The study of coral–algal symbiosis has been constrained by the difficulties of maintaining corals ex situ and of manipulating the coral–algal association to unravel symbiosis functioning. Here, we showed that adopting G. fascicularis as a model system can alleviate these limitations. Its demonstrated compatibility to rearing in simplified systems and experimental applications, together with the repeated spawning in aquaria, confirm the high tractability of this coral species. Further, the possibility to readily obtain aposymbiotic individuals suitable for detailed study and symbiosis reestablishment set the stage for exciting future developments in coral symbiosis research which is necessary to understand corals’ potential to cope with changing oceans.

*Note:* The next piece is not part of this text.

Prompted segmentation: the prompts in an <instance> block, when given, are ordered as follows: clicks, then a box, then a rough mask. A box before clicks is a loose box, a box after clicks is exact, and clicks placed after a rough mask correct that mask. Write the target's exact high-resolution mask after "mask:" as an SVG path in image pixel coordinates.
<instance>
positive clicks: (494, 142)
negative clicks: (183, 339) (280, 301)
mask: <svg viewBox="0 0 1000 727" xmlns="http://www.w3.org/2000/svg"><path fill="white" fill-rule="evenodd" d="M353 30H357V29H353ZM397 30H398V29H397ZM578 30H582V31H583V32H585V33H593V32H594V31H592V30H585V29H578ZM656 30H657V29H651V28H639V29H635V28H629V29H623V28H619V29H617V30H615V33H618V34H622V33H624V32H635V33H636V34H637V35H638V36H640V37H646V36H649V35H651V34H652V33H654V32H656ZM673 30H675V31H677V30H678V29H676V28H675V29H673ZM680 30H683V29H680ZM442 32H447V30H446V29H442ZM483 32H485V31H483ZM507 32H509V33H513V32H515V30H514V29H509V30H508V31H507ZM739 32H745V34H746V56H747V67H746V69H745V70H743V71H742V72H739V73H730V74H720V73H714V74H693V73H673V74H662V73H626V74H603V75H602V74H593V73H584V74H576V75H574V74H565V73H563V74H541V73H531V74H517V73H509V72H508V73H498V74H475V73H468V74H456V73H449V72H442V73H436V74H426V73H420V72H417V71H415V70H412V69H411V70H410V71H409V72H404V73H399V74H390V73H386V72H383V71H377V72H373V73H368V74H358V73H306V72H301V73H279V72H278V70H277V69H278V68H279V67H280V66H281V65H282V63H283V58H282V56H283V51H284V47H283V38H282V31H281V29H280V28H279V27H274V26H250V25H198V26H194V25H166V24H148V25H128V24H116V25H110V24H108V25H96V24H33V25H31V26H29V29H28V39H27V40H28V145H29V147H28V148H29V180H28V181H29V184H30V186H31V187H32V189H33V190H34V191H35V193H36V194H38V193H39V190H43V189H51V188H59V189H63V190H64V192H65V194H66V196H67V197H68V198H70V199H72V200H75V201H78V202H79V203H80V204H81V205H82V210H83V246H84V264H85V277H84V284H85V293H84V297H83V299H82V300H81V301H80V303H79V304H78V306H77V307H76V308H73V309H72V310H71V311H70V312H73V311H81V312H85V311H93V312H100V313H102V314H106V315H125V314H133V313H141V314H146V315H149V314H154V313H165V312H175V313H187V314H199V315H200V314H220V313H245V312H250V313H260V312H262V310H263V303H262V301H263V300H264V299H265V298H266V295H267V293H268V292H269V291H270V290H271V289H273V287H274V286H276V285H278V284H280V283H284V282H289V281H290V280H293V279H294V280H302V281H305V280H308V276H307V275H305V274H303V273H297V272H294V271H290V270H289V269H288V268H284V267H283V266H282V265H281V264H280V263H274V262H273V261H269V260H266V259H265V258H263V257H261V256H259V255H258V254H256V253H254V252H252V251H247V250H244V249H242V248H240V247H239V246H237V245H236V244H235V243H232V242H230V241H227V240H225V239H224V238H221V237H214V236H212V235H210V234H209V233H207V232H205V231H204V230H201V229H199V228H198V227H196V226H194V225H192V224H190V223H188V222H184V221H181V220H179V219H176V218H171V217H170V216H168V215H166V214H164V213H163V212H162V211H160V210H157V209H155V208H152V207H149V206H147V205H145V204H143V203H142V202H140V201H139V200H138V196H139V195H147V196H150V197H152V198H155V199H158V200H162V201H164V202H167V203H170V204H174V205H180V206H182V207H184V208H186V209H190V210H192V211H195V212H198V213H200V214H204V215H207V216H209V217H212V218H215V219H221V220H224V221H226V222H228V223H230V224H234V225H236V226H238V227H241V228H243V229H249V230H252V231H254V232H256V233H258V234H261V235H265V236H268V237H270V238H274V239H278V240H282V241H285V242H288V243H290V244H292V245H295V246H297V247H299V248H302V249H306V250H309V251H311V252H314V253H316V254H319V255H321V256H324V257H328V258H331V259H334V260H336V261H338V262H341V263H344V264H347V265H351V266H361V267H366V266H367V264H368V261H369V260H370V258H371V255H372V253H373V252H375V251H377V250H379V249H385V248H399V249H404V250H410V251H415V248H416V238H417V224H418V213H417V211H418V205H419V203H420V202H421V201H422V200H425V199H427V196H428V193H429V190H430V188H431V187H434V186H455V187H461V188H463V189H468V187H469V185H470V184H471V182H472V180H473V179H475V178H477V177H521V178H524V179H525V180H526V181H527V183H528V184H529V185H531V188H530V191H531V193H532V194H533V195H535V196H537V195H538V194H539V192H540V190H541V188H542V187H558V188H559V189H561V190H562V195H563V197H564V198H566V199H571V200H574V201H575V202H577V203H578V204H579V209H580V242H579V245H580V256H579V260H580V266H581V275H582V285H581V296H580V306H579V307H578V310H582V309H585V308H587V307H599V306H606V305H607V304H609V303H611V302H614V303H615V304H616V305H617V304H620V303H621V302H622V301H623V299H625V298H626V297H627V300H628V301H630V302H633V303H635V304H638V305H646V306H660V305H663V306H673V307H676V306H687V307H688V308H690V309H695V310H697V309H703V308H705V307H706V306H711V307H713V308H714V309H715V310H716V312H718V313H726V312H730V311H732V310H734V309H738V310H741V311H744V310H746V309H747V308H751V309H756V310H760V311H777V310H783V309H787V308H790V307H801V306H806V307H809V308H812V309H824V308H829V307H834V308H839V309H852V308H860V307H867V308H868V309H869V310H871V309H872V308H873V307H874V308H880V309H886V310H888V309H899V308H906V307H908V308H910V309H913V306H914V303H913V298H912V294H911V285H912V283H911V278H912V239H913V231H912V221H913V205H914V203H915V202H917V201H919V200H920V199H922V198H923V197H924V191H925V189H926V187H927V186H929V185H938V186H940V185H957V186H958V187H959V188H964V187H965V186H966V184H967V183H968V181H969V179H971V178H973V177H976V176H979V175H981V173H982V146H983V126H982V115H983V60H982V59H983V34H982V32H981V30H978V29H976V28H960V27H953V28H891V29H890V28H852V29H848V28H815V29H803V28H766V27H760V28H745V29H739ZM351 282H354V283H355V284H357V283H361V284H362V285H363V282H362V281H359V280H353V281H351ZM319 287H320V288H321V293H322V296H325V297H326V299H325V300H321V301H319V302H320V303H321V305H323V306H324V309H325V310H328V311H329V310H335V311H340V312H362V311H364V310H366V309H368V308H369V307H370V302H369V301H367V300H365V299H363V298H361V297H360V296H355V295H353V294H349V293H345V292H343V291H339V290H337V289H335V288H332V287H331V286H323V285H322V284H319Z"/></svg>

Besides these strengths, our study also highlights areas worth future efforts on the path to developing the G. fascicularis model system further. These include: i) characterization of the effect of menthol on the rest of the coral microbiome (e.g., bacteria); ii) development of custom feed for long-term maintenance of bleached individuals; iii) assessment of long-term persistence of non-native Symbiodiniaceae, and testing of a variety of symbiont strains to understand the breadth of symbiont diversity that can be accommodated by the G. fascicularis host; iv) further characterization of host colonies and genotypes with the aim of establishing clonal lines, and from these, isolate and establish Symbiodiniaceae cultures, mirroring for example the development of the Aiptasia model; and v) development of collaborative platforms and open-access community resources around this emerging model system to accelerate research and discovery.